HAVING and QUALIFY keywords are not allowed.
Set Operations are not allowed, such as UNION, INTERSECT, and MINUS.
No Subqueries are allowed.
Inequality conditions in ON clauses of join index definitions are not allowed.
Only <, <=, >=, > comparison operators are allowed.
During the restoration of a base table or database, the join index is marked as invalid.
A maximum of 64 columns per table per Join Index is allowed.
The maximum of 32 Indexes can be defined on a table, including join indexes.
UPI only allowed for a single table join index.
Value ordered NUSI and Partition Expression on the same Join Index columns are not allowed.

Single Table Join Index

Single-Table join indexes are created from exactly one base table. Their purpose is to have the same table available with a different primary index, partitioning, or smaller table (the join index table) with fewer columns to be spooled.

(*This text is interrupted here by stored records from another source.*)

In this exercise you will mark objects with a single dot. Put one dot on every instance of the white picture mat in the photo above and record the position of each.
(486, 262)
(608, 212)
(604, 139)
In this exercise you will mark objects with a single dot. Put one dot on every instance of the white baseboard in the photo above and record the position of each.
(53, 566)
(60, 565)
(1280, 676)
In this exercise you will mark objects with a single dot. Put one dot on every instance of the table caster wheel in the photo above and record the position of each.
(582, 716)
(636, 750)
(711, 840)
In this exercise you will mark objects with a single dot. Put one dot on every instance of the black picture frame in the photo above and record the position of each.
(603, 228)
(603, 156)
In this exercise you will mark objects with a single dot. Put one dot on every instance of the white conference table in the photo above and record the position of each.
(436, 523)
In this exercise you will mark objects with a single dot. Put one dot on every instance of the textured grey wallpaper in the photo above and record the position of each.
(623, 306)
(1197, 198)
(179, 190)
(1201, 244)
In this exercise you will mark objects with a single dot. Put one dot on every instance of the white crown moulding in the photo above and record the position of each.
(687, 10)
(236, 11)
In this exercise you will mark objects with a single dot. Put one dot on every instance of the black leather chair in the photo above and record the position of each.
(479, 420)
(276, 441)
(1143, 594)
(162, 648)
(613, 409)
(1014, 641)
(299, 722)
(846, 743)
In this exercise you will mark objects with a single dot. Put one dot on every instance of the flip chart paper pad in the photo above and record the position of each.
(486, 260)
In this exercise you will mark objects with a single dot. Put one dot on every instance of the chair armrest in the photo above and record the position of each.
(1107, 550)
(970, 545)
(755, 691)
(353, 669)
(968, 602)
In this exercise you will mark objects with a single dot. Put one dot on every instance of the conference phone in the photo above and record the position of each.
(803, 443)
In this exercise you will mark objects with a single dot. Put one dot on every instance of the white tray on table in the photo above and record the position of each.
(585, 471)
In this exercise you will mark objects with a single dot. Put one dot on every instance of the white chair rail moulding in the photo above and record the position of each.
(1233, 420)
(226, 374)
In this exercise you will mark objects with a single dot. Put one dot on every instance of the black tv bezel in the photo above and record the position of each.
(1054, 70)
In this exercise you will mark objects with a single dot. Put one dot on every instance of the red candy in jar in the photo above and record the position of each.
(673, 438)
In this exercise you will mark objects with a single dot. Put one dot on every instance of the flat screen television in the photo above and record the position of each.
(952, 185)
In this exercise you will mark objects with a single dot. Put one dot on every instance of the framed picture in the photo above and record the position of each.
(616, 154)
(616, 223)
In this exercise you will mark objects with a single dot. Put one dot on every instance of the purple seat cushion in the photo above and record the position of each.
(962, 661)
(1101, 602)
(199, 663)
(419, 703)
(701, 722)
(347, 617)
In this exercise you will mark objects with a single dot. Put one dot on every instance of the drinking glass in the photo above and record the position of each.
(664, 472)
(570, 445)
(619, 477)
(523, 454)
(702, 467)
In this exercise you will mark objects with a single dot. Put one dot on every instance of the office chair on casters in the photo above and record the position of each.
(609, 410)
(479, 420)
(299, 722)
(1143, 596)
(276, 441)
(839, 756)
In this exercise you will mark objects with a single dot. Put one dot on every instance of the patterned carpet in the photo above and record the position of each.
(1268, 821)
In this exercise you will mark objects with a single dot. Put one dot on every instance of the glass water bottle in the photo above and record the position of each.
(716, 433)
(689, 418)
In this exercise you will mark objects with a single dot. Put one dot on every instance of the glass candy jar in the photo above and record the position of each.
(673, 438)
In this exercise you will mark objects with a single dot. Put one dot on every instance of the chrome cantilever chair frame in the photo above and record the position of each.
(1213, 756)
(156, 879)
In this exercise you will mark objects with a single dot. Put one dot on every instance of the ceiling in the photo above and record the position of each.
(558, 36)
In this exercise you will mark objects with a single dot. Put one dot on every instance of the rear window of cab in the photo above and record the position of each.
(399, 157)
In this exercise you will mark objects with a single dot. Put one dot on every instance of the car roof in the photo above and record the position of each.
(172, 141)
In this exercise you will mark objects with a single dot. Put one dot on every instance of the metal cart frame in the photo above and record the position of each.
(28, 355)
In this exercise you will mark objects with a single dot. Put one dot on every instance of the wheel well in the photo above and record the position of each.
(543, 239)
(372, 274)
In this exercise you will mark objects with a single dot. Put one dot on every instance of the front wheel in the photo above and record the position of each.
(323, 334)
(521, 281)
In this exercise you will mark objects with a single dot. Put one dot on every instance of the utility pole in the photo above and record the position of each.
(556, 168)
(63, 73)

This improves the performance of joins as no distribution or duplication is needed. The user will query on the base table, but PE will decide whether to access the base table or single table join index.

Syntax

Following is the syntax of a JOIN INDEX.

CREATE JOIN INDEX <index name> 
AS 
<SELECT Query> 
<Index Definition>;

Example

Consider the following Employee and Salary tables.

CREATE SET TABLE EMPLOYEE, FALLBACK 
( 
   Employee_Id INTEGER, 
   First_Name VARCHAR(10), 
   Last_Name VARCHAR(10), 
   DOB DATE FORMAT 'YYYY-MM-DD', 
   
   DepartmentNo BYTEINT 
) 
UNIQUE PRIMARY INDEX (Employee_Id);

CREATE SET TABLE SALARY, FALLBACK 
( 
   Employee_Id INTEGER, 
   Gross INTEGER, 
   Deduction INTEGER, 
   NetPay INTEGER 
) 
PRIMARY INDEX (Employee_Id) 
UNIQUE INDEX (Employee_Id);

Following is an example of creating a Join index named Employee_JI on the Employee table.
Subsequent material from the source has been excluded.